Istanbul joins Hughes’ two previous books The Hemlock Cup: Socrates, Athens and the Search for the Good Life and Helen of Troy: Goddess, Princess Whore. In the course of her research, she has had to adopt a panoply of different roles: linguist, archaeologist, sociologist, art historian, military analyst, travel adventurer, natural geographer and academic. The unique result, in all three cases, is history which is astonishingly alive, told with the rigour of a scholar and the vigour of a storyteller.

Hughes is also a prolific and magnetically erudite presenter on TV and radio. For the BBC alone she has examined the geniuses of the modern world (Marx, Nietzsche and Freud), those of the ancient world (Buddha, Socrates and Confucius); studied the hidden history of women in religion in Divine Women; explored the mythologies of Alexandria, Atlantis and Athens; and chronicled the Aryans, the Ancient Egyptians, the Minoans, the Spartans and the Moors. Her radio work has covered everything from playwright Shakespeare to poet Sappho.

Yet she goes red and says “I absolutely don’t feel prolific” when I tell her I admire her work. She is motivated not by relics from a dig but by “empathy and excitement with the characters, sharing the delight I feel in discovering new evidence: ‘Aha! I get it. That explains why that person did that thing and that moment.’”

Now she is launching her own production company. SandStone Global will produce international documentaries, working with fully diverse teams in front of and behind the camera.
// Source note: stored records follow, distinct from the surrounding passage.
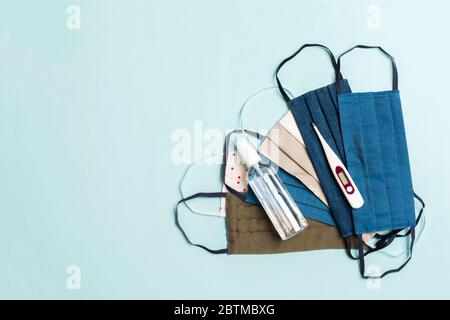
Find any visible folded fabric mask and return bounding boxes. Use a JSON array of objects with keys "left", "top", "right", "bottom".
[
  {"left": 259, "top": 111, "right": 328, "bottom": 206},
  {"left": 276, "top": 44, "right": 353, "bottom": 237},
  {"left": 334, "top": 45, "right": 424, "bottom": 278}
]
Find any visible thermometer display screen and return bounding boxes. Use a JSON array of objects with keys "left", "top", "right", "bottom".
[{"left": 338, "top": 172, "right": 348, "bottom": 185}]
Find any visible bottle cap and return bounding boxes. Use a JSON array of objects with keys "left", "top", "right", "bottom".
[{"left": 236, "top": 134, "right": 261, "bottom": 168}]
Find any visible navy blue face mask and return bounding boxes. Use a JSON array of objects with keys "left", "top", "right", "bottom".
[
  {"left": 276, "top": 44, "right": 353, "bottom": 237},
  {"left": 334, "top": 45, "right": 423, "bottom": 277}
]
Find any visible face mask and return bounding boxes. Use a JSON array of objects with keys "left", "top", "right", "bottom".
[
  {"left": 276, "top": 44, "right": 353, "bottom": 237},
  {"left": 259, "top": 112, "right": 328, "bottom": 206},
  {"left": 226, "top": 193, "right": 356, "bottom": 254},
  {"left": 334, "top": 46, "right": 423, "bottom": 277}
]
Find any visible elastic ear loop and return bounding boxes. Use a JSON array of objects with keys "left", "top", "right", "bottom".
[
  {"left": 180, "top": 153, "right": 227, "bottom": 218},
  {"left": 238, "top": 86, "right": 294, "bottom": 132}
]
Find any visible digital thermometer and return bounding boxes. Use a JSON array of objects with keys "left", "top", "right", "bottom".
[{"left": 312, "top": 123, "right": 364, "bottom": 209}]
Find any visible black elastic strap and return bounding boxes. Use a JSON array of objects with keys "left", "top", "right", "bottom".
[
  {"left": 335, "top": 45, "right": 398, "bottom": 94},
  {"left": 175, "top": 192, "right": 228, "bottom": 254},
  {"left": 275, "top": 43, "right": 342, "bottom": 103}
]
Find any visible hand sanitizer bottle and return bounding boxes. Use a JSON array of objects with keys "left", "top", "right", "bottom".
[{"left": 236, "top": 134, "right": 308, "bottom": 240}]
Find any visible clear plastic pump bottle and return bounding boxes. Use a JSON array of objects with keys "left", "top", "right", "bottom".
[{"left": 236, "top": 134, "right": 308, "bottom": 240}]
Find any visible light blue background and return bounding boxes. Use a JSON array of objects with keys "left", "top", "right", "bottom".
[{"left": 0, "top": 0, "right": 450, "bottom": 299}]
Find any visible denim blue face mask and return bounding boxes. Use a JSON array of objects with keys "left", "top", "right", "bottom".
[
  {"left": 276, "top": 44, "right": 353, "bottom": 237},
  {"left": 334, "top": 45, "right": 423, "bottom": 277}
]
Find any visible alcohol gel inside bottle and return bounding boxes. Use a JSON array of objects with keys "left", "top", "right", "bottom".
[{"left": 236, "top": 134, "right": 308, "bottom": 240}]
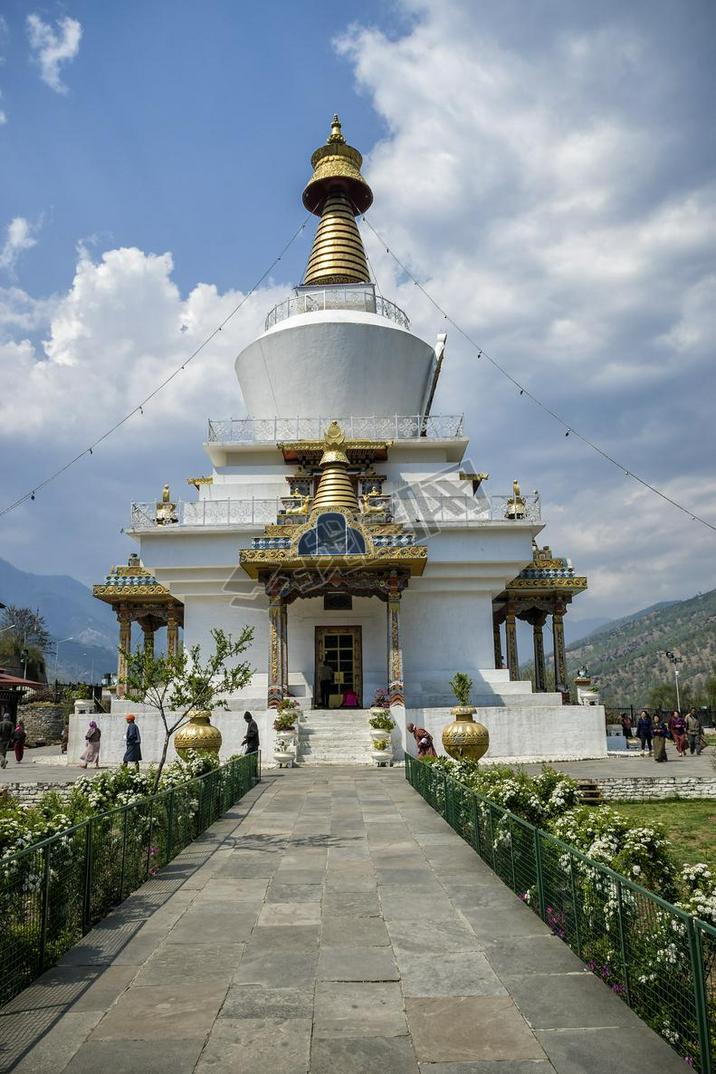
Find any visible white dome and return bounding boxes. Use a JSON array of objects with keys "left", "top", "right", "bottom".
[{"left": 236, "top": 309, "right": 435, "bottom": 418}]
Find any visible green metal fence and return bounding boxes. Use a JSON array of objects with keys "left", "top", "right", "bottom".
[
  {"left": 406, "top": 756, "right": 716, "bottom": 1074},
  {"left": 0, "top": 753, "right": 261, "bottom": 1005}
]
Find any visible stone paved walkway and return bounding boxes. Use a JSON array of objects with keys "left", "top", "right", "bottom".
[{"left": 0, "top": 768, "right": 684, "bottom": 1074}]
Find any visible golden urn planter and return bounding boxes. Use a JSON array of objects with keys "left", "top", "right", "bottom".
[
  {"left": 174, "top": 712, "right": 221, "bottom": 760},
  {"left": 442, "top": 705, "right": 489, "bottom": 760}
]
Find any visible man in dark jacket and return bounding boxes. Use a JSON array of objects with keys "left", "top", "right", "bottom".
[
  {"left": 122, "top": 712, "right": 142, "bottom": 772},
  {"left": 242, "top": 712, "right": 259, "bottom": 753},
  {"left": 0, "top": 712, "right": 15, "bottom": 768}
]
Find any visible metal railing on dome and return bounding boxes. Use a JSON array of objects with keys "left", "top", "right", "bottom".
[
  {"left": 406, "top": 756, "right": 716, "bottom": 1074},
  {"left": 130, "top": 491, "right": 540, "bottom": 530},
  {"left": 265, "top": 286, "right": 410, "bottom": 331},
  {"left": 208, "top": 413, "right": 465, "bottom": 444},
  {"left": 0, "top": 753, "right": 261, "bottom": 1005}
]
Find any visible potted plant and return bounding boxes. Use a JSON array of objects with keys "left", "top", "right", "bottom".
[
  {"left": 442, "top": 671, "right": 489, "bottom": 760},
  {"left": 368, "top": 709, "right": 395, "bottom": 742},
  {"left": 274, "top": 698, "right": 298, "bottom": 768},
  {"left": 450, "top": 671, "right": 476, "bottom": 716},
  {"left": 370, "top": 738, "right": 393, "bottom": 767},
  {"left": 368, "top": 686, "right": 391, "bottom": 715}
]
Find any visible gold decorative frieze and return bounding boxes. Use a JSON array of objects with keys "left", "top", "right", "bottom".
[{"left": 239, "top": 545, "right": 427, "bottom": 578}]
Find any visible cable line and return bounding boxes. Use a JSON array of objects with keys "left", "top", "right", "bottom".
[
  {"left": 361, "top": 215, "right": 716, "bottom": 533},
  {"left": 0, "top": 213, "right": 310, "bottom": 518}
]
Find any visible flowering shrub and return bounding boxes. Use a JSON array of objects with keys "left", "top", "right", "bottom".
[
  {"left": 0, "top": 752, "right": 255, "bottom": 1005},
  {"left": 434, "top": 757, "right": 579, "bottom": 828},
  {"left": 416, "top": 757, "right": 716, "bottom": 1066},
  {"left": 0, "top": 751, "right": 219, "bottom": 865}
]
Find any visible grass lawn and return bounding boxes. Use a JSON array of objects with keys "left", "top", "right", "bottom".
[{"left": 607, "top": 798, "right": 716, "bottom": 873}]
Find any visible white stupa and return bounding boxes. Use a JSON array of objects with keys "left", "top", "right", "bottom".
[{"left": 86, "top": 117, "right": 605, "bottom": 763}]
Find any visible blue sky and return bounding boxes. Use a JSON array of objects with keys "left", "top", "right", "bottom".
[
  {"left": 0, "top": 0, "right": 406, "bottom": 293},
  {"left": 0, "top": 0, "right": 716, "bottom": 618}
]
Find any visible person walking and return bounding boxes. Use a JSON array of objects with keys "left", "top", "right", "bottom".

They are already well into filming the story of Aphrodite, “the goddess of love and war – not a soppy Venus,” working with Cypriot partners and “telling the story from the point of its origin rather than helicoptering in.”

Yet in following a story from its origins, one can’t help but notice the perennial quality of war and conflict. Istanbul takes us past the Crusades, the Crimean War, the two world wars and the fall of the Ottoman empire to eight months ago. And the headlines keep coming. Hughes admits, “I was expecting the pages [of my Istanbul book] to be full of people sitting listening to bees buzzing, having a sherbet at the hammam. The sad truth of history is that rage is so close to the surface. It’s a city where as well as the beauty, you feel anger crackling beneath the surface. The only thing that keeps it together is people’s desire to do so, and to find something to celebrate and respect.”

Nonetheless, Hughes asserts, “Whatever monoculture anyone tries to impose on it, the people will shrug it off. There have been so many rulers who tried to create the city in their own image. The city always fights back.”





Istanbul: A Tale of Three Cities by Bettany Hughes is out now.